Text
HUBUNGAN KEHILANGAN GIGI DENGAN STATUS GIZI PADA LANSIA DI GAMPONG KEUTAPANG MESJID KECAMATAN GLUMPANG TIGA KABUPATEN PIDIE
Latar belakang: Kehilangan gigi pada lansia yang berakibat terhadap terganggunya fungsi pengunyahan dapat mengakibatkan berkurangnya asupan nutrisi dan terjadi masalah gizi karena lansia cenderung lebih memilih makanan lunak atau yang mudah untuk dikunyah. Berdasarkan survey awal pada 10 lansia, 7 lansia mengalami kehilangan gigi sebagian, 1 lansia mengalami kehilangan seluruh gigi tetapi menggunakan gigi tiruan, dan 2 lansia yang mengalami kehilangan gigi sebagian tetapi diganti gigi tiruan. Sedangkan status gizi dari 10 lansia didapatkan hasil 6 lansia status gizi kurang dan 4 lansia status gizi baik. Tujuan: untuk mengetahui hubungan kehilangan gigi dengan status gizi pada lansia di Gampong Keutapang Mesjid Kecamatan Glumpang Tiga Kabupaten Pidie. Metode: penelitian analitik dengan desain potong-lintang (cross sectional). Analisa data menggunakan uji chi-square. Sampel dalam penelitian ini menggunakan teknik purposive sampling, yaitu lansia berumur 60-74 tahun yang berjumlah 35 orang. Penelitian dilaksanakan pada tanggal 27 April-5 Mei 2025. Hasil Penelitian: kehilangan gigi kategori ada paling banyak berada pada status gizi kurang yaitu sebanyak 19 (76%) responden. Kehilangan gigi kategori tidak ada paling banyak berada pada status gizi baik yaitu sebanyak 9 (90%) responden.
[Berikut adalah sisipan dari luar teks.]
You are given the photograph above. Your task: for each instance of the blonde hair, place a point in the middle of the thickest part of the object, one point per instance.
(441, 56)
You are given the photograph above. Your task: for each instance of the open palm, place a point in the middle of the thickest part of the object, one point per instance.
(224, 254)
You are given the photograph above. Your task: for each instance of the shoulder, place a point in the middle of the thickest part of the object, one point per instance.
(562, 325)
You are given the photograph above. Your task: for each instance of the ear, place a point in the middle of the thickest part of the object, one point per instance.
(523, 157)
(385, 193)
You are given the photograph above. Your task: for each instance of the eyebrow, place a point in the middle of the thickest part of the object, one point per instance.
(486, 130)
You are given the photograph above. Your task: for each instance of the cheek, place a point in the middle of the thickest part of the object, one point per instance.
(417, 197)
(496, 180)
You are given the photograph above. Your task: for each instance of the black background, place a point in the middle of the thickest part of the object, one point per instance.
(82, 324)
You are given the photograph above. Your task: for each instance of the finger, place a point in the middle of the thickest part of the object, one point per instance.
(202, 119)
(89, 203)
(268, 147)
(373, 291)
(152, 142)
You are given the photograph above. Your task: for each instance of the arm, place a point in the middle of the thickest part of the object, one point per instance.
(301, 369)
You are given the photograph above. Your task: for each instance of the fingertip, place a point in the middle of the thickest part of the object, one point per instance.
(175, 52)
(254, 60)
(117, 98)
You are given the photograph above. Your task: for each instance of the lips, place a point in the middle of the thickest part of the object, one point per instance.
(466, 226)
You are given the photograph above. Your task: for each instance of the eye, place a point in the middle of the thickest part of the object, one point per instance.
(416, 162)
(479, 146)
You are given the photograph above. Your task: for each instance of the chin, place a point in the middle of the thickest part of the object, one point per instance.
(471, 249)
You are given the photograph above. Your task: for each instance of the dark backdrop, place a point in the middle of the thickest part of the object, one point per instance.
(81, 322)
Kesimpulan: Ada hubungan antara kehilangan gigi dengan status gizi dengan hasil uji statistik chi-square diperoleh nilai sebesar p=0,000. Saran: Disarankan kepada para lansia di Gampong Keutapang Mesjid Kecamatan Glumpang Tiga Kabupaten Pidie untuk tetap memperhatikan asupan makanan dengan mengonsumsi makanan mengandung gizi seimbang sehingga dapat mempertahankan nutrisi dan status gizi agar tetap baik. Selain itu, sebaiknya gigi yang hilang digantikan dengan gigi tiruan.